ZAPORIZHZHIA, Ukraine, May 4 (Reuters) - The European Union is expected to outline oil sanctions against Russia on Wednesday as its forces pounded targets in eastern Ukraine, unleashing rockets on a steel plant that is the last redoubt of resistance in the port city of Mariupol.
Scores of evacuees who managed to leave the city under U.N. and Red Cross auspices reached the relative safety of Ukraine-controlled Zaporizhzhia on Tuesday after cowering for weeks in bunkers beneath the sprawling Azovstal steel plant. read more
Weary-looking evacuees, including children and old people, clambered off buses after escaping the ruins of their home town in southeastern Ukraine where Russia now claims control.
"We had said goodbye to life. We didn't think anyone knew we were there," said Valentina Sytnykova, 70, who said she sheltered in the plant for two months with her son and 10-year-old granddaughter.
Russia is targeting Mariupol as it seeks to cut Ukraine off from the Black Sea and connect Russian-controlled territory in the south and east. Parts of the eastern regions of Donetsk and Luhansk were held by Russian-backed separatists before President Vladimir Putin launched the Feb. 24 invasion. More than 200 civilians remain in the plant, according to Mariupol Mayor Vadym Boichenko, with 100,000 civilians still in the city. "Where am I to go? Let them blow me up here," a 67-year-old woman told Reuters in the city, as she boiled water on an open fire amid the rubble of a destroyed apartment block.
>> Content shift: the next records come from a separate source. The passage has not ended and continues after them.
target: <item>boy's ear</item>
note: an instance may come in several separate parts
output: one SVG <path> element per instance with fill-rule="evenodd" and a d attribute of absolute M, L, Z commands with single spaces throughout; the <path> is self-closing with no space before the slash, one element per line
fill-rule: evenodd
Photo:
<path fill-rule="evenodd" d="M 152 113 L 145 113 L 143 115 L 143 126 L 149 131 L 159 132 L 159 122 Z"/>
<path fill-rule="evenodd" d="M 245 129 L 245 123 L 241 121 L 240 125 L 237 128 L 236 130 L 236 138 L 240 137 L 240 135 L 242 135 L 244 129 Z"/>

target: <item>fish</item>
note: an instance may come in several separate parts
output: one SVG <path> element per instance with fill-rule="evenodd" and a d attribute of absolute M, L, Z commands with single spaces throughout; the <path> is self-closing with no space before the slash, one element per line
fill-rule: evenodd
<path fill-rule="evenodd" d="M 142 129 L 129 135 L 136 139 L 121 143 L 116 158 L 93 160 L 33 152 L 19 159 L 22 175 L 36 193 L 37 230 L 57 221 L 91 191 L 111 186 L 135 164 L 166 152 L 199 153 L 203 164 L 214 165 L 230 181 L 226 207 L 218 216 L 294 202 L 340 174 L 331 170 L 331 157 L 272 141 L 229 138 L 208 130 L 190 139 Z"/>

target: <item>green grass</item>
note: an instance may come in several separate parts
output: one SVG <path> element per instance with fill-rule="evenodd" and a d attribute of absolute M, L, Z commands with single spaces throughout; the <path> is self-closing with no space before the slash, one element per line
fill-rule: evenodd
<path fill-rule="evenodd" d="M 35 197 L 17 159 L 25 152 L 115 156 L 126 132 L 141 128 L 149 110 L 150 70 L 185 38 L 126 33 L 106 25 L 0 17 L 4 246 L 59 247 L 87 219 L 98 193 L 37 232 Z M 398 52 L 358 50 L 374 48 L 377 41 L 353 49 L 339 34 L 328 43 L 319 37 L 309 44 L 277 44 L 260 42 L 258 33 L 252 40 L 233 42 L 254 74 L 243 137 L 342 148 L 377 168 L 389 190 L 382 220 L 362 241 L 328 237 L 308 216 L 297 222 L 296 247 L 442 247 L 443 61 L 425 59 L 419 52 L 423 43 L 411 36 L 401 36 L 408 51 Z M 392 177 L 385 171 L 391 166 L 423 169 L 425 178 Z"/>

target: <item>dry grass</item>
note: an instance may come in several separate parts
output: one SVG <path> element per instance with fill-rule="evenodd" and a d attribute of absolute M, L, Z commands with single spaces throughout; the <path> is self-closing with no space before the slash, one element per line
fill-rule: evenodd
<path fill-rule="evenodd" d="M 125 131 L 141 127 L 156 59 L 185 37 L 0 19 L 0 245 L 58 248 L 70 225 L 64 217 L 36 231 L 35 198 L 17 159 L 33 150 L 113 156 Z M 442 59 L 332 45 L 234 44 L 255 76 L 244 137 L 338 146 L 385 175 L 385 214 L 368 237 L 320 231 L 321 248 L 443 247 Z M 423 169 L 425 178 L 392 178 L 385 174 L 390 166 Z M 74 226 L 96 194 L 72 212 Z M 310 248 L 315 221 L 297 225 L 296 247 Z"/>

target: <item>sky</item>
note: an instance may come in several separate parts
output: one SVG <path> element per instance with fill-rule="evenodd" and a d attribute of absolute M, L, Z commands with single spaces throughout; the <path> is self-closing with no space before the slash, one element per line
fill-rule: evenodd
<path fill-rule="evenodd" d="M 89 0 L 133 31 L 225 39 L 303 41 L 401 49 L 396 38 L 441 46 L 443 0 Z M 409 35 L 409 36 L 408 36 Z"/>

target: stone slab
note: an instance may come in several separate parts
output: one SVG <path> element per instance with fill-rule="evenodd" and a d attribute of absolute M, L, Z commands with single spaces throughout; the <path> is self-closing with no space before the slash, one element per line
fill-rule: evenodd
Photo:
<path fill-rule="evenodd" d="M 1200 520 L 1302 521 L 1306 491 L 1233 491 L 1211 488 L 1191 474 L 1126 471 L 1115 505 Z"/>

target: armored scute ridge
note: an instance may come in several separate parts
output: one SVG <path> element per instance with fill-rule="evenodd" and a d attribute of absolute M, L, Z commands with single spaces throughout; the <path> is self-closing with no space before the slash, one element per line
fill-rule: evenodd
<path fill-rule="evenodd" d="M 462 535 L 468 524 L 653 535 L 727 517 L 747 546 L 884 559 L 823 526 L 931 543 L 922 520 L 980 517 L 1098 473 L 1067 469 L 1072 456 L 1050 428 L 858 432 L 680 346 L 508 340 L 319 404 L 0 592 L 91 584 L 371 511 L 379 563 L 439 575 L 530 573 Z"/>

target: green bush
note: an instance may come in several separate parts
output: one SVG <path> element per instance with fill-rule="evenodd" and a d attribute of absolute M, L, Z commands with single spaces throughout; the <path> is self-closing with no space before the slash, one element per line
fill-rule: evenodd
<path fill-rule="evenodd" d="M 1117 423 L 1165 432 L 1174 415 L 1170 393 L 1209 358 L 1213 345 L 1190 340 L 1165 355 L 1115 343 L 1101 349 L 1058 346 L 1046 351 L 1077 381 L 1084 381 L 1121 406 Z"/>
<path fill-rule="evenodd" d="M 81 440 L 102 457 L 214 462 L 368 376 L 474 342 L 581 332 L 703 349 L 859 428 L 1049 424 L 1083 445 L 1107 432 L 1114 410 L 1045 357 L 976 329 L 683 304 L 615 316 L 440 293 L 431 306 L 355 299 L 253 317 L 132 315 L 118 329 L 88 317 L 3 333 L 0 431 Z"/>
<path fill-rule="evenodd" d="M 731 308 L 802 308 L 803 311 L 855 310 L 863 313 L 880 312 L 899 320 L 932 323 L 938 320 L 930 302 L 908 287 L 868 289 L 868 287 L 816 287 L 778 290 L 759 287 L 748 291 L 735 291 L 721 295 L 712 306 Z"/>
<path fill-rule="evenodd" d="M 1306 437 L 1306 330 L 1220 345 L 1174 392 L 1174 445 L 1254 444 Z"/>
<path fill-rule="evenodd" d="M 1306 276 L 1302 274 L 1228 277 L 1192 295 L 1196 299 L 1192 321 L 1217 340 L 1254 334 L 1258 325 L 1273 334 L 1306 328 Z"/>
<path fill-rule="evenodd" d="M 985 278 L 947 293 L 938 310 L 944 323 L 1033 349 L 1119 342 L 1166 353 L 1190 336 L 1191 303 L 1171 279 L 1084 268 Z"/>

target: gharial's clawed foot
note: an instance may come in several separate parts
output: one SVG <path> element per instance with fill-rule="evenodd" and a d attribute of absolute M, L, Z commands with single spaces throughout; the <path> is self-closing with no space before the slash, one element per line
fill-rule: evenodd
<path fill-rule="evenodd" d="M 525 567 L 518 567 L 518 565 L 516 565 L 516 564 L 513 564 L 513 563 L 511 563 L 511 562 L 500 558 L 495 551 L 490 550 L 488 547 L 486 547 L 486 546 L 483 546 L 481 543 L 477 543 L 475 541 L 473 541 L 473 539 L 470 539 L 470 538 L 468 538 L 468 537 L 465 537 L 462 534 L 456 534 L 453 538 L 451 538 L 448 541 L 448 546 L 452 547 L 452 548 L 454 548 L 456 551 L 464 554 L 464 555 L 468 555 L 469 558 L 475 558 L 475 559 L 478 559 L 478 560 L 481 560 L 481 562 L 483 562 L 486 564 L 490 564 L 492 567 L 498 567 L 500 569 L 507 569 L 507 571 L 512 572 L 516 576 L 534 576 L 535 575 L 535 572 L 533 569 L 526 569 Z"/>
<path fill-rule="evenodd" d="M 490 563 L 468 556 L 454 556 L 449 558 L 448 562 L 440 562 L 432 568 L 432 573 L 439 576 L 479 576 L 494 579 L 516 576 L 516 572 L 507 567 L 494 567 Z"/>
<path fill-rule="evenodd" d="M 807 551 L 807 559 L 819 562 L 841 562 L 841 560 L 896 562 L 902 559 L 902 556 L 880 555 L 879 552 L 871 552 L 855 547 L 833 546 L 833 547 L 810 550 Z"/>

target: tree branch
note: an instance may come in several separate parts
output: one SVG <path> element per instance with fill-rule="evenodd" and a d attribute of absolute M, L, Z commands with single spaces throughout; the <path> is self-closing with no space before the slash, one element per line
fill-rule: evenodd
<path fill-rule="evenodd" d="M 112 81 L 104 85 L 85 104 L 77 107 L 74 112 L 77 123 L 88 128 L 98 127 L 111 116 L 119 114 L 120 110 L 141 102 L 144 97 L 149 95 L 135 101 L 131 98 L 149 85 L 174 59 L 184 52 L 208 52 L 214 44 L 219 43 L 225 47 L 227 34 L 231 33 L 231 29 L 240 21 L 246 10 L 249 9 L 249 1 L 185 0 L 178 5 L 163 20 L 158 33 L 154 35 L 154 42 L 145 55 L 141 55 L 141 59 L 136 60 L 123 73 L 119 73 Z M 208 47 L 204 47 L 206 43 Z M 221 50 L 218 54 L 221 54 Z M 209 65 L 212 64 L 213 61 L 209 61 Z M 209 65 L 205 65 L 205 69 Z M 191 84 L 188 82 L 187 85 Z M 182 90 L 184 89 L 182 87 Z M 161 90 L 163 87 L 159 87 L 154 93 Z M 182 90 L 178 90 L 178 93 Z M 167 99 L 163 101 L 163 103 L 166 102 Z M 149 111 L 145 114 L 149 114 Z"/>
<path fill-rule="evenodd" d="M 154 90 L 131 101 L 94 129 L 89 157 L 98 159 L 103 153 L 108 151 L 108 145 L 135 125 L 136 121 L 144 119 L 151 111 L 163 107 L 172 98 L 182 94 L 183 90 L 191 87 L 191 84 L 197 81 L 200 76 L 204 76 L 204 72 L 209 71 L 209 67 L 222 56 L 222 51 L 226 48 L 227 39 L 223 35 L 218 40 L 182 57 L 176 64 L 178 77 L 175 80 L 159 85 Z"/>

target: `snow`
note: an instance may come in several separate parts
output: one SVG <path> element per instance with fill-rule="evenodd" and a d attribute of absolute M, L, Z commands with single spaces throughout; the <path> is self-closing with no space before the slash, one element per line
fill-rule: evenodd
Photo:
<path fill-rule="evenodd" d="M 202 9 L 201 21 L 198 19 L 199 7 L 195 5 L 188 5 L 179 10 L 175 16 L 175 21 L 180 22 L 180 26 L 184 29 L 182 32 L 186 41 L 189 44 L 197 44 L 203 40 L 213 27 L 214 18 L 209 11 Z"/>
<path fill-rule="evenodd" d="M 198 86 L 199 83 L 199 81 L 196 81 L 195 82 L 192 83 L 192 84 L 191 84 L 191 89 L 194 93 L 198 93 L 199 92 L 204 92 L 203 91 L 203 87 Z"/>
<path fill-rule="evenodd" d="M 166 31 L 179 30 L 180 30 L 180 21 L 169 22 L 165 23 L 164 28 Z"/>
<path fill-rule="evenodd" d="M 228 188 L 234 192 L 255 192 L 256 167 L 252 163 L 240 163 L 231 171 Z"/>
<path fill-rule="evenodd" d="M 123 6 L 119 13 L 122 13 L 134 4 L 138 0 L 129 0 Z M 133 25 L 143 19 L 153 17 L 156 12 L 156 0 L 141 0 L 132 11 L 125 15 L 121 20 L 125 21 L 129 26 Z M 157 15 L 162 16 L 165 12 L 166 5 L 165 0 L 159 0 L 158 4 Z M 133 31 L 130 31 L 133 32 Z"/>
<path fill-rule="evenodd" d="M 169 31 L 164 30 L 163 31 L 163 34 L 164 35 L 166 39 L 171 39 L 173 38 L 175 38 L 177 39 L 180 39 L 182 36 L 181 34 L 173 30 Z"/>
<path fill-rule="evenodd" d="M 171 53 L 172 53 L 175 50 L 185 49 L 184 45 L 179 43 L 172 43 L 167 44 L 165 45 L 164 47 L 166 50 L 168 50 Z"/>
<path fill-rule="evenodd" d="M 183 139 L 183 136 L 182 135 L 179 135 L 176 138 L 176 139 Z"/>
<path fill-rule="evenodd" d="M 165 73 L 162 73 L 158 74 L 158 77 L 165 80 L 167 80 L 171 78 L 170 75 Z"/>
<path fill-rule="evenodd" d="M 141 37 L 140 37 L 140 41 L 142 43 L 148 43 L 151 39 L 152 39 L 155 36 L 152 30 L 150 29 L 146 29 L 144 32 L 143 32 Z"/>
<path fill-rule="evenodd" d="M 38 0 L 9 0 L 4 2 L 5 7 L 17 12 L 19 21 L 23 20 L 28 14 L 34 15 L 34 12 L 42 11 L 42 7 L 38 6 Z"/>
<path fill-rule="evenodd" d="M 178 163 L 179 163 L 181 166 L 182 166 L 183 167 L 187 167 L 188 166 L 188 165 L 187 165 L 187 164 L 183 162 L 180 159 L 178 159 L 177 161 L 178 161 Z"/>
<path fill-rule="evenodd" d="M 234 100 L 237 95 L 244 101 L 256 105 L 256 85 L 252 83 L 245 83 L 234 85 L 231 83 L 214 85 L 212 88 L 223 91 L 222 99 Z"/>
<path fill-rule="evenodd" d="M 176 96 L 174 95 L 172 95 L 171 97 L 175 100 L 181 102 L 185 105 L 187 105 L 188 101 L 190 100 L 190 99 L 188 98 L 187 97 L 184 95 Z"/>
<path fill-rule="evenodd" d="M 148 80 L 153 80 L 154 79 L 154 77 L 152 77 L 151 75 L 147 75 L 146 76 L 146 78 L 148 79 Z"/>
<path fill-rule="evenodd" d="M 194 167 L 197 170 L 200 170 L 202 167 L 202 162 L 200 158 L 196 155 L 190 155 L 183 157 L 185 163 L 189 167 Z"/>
Pummelled by Western sanctions, Russia now faces new measures from the EU that would target its banks and oil industry - a major step for European countries that rely heavily on Russian energy.
European Commission President Ursula von der Leyen is expected to spell out the proposed new sanctions on Wednesday, including a ban on imports of Russian oil by the end of this year.